While the structure was still being built….it is taking a while as there seems to be so much other stuff going on now with the fine summer weather…we ordered the polythene cover online from this company (

An 11m by 8.75m section of 800g material we were told would be ample for our needs. We also ordered some heat tape, which is recommended for areas where the polythene touches metal or anything rough. The metal will get hot and damage the integrity of the polythene over time while any rough areas will obviously cause risk of tearing.The order arrived within a few days and is sitting waiting…
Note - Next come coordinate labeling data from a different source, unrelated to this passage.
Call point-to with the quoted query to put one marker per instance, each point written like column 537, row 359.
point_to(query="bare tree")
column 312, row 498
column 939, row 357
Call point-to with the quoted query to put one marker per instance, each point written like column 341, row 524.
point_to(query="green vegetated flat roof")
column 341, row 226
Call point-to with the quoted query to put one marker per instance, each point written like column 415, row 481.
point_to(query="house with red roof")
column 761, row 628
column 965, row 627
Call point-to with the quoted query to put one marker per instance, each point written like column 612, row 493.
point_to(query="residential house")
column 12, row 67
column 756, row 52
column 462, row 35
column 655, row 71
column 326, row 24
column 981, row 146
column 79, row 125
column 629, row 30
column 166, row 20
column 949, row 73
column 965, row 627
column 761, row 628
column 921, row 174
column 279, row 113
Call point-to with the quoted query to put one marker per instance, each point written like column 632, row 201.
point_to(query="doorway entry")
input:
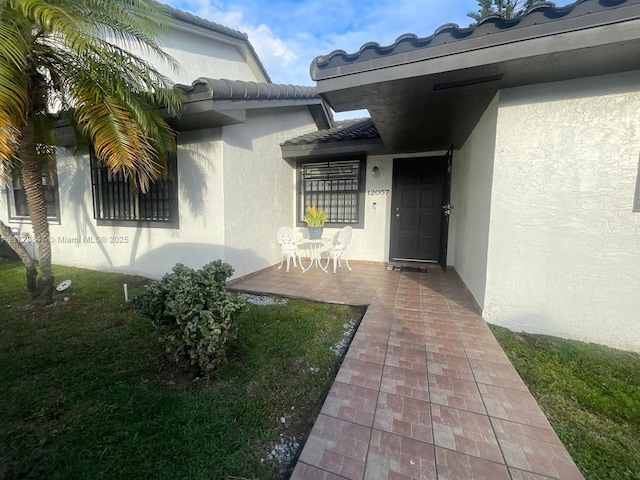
column 420, row 209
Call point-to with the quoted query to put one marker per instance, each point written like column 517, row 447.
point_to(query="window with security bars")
column 18, row 205
column 334, row 186
column 115, row 199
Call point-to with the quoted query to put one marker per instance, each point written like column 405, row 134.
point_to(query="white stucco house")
column 509, row 151
column 227, row 188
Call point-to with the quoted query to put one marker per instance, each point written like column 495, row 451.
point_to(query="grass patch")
column 85, row 391
column 590, row 394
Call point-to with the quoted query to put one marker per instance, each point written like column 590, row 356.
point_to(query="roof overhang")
column 211, row 103
column 301, row 153
column 428, row 94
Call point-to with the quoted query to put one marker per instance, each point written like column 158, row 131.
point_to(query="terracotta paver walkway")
column 425, row 391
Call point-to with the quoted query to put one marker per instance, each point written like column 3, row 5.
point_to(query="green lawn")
column 591, row 395
column 85, row 391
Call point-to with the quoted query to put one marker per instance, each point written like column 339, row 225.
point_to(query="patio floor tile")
column 399, row 458
column 407, row 358
column 405, row 383
column 351, row 403
column 404, row 416
column 452, row 464
column 368, row 351
column 337, row 446
column 360, row 373
column 498, row 374
column 456, row 393
column 465, row 432
column 533, row 449
column 514, row 405
column 454, row 366
column 424, row 391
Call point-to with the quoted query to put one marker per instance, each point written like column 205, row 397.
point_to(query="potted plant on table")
column 315, row 218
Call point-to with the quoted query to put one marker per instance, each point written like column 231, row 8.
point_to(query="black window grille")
column 115, row 199
column 50, row 189
column 334, row 186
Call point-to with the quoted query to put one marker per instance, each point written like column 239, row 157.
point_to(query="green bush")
column 194, row 312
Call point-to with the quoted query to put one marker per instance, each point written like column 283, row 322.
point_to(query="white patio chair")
column 339, row 249
column 287, row 241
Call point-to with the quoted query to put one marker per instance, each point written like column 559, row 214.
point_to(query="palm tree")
column 504, row 8
column 73, row 58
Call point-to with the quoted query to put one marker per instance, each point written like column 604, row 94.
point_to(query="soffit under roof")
column 218, row 102
column 347, row 137
column 210, row 103
column 429, row 93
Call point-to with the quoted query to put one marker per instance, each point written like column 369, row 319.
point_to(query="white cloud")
column 273, row 51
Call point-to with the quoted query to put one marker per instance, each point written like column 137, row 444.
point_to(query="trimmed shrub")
column 194, row 313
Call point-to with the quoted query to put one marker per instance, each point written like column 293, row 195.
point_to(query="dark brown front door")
column 416, row 213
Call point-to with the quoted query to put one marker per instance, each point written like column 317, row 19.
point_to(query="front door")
column 417, row 208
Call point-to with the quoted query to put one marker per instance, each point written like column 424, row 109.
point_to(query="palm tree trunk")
column 29, row 264
column 31, row 176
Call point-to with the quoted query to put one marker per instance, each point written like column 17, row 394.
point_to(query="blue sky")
column 288, row 34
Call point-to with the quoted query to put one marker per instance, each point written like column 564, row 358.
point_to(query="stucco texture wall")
column 259, row 186
column 564, row 252
column 146, row 251
column 471, row 199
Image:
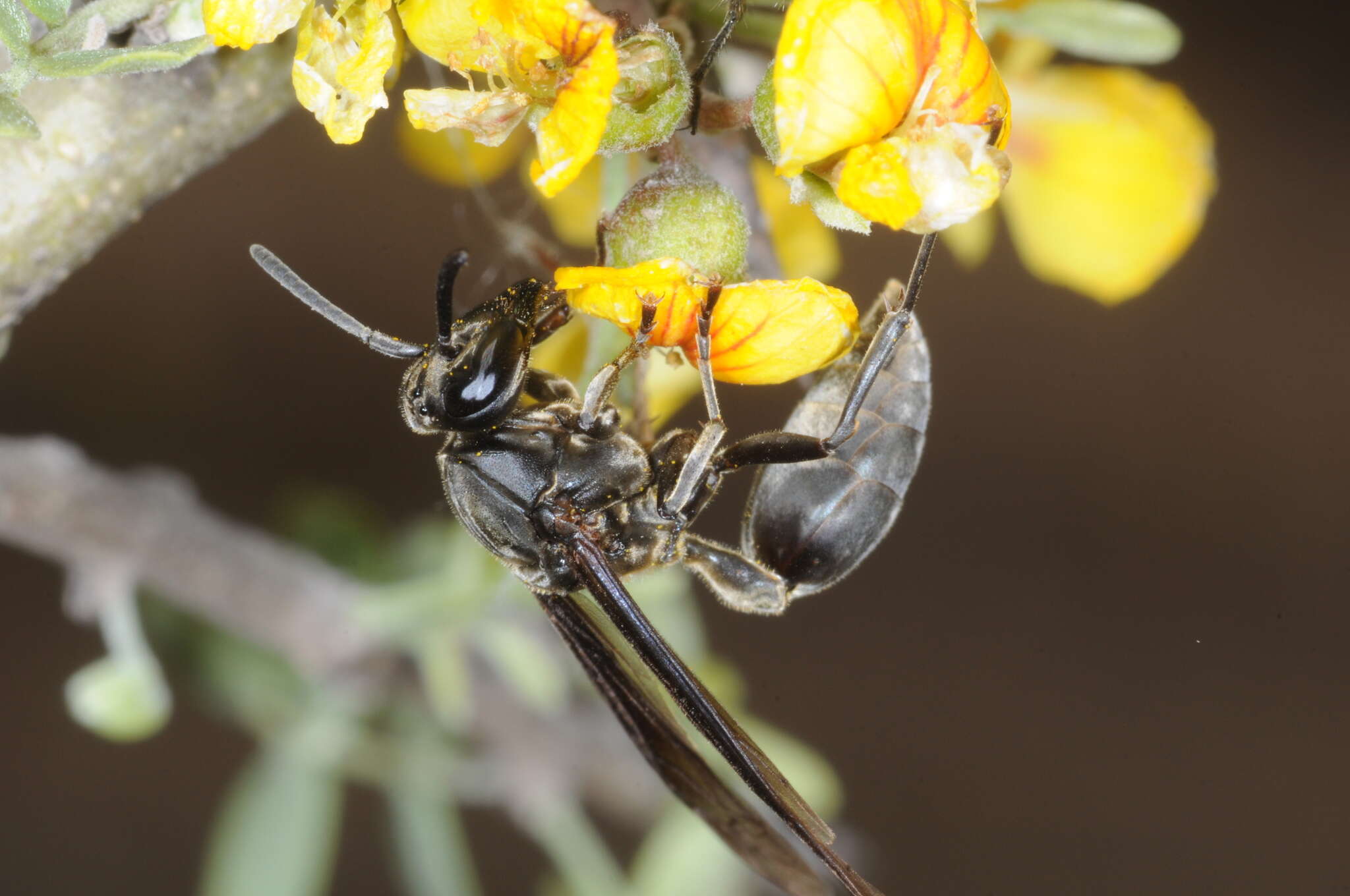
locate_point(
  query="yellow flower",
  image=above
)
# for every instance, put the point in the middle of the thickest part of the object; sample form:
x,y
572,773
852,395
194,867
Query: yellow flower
x,y
341,64
762,332
242,23
896,103
555,54
1114,172
457,159
667,386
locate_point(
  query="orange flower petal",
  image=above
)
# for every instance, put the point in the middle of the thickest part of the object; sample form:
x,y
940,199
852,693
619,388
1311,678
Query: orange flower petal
x,y
767,332
616,294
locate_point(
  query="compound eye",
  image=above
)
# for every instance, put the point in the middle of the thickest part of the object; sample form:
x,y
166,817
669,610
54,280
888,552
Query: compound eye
x,y
486,378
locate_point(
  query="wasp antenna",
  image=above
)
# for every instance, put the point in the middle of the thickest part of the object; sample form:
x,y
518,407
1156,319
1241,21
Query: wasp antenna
x,y
444,289
382,343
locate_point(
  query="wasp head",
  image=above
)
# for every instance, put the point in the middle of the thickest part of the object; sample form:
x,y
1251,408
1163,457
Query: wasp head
x,y
471,377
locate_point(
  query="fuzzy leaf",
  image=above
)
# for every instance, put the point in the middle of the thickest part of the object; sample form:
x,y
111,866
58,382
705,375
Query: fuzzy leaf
x,y
15,121
827,204
428,843
277,830
1105,30
14,27
119,60
50,11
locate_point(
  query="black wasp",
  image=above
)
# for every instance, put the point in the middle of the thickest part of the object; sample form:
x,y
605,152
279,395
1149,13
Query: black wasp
x,y
570,501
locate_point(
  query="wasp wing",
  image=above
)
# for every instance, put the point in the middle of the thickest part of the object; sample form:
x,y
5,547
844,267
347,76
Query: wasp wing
x,y
702,709
662,742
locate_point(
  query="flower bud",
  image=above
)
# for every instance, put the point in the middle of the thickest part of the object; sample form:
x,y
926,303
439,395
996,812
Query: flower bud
x,y
119,698
653,94
680,212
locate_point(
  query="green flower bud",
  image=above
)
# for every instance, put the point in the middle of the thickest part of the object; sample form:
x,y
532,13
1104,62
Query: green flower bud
x,y
680,212
762,117
653,94
119,698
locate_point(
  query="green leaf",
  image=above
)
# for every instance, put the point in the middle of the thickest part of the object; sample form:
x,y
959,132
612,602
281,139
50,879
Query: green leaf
x,y
577,849
1105,30
277,831
681,854
430,845
827,206
523,663
119,60
14,27
115,14
50,11
15,121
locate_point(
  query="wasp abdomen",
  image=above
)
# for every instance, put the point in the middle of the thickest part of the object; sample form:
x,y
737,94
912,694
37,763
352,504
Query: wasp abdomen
x,y
813,522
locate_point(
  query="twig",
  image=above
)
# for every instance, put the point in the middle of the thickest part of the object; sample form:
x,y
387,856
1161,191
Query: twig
x,y
59,505
109,148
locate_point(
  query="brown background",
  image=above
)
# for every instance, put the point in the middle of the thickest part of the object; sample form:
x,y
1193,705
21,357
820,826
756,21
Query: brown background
x,y
1103,651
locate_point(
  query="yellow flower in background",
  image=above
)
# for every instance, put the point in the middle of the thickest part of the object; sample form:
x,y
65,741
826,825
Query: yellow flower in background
x,y
454,158
342,61
762,332
555,54
242,23
895,103
1114,172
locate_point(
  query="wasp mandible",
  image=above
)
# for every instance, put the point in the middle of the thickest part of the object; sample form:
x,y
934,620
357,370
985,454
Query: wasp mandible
x,y
568,499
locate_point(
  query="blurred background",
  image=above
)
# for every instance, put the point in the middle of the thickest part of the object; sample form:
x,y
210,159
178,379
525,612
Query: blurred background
x,y
1102,652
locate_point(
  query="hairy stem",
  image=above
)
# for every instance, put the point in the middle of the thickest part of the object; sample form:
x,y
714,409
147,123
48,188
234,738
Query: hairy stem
x,y
109,148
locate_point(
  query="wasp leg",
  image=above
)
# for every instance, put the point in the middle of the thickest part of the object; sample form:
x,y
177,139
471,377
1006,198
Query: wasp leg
x,y
735,10
546,387
694,474
789,447
743,584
Our materials costs were as follows:

Steel pipe sections to hold up red pipe arches = €60

red ducting :€88

Timber (4x2s (10) + 2x1s (10)) = €140

polythene + heat tape = €170

total = €460;

Its a little more than I had expected for such a structure. While we are estimating that an equivalent kit purchased and delivered would cost at least twice that amount which is somewhat consoling, the labour time involved in building this so far has been significant. However there is plenty of satisfaction in taking on projects such as this yourself if you have the time to spend on it, so factoring in financial and time costs, is it still worth it?


We hope to have at least the structure completed by the next blog update, even if the growing hasn’t kicked off. There is a healthy crop of tomatoes sitting in pots waiting for their new home and a chance to thrive in our new tunnel so time is becoming of the essence. We are a little late for this years growing season, but hope to get some growing use from the tunnel this year.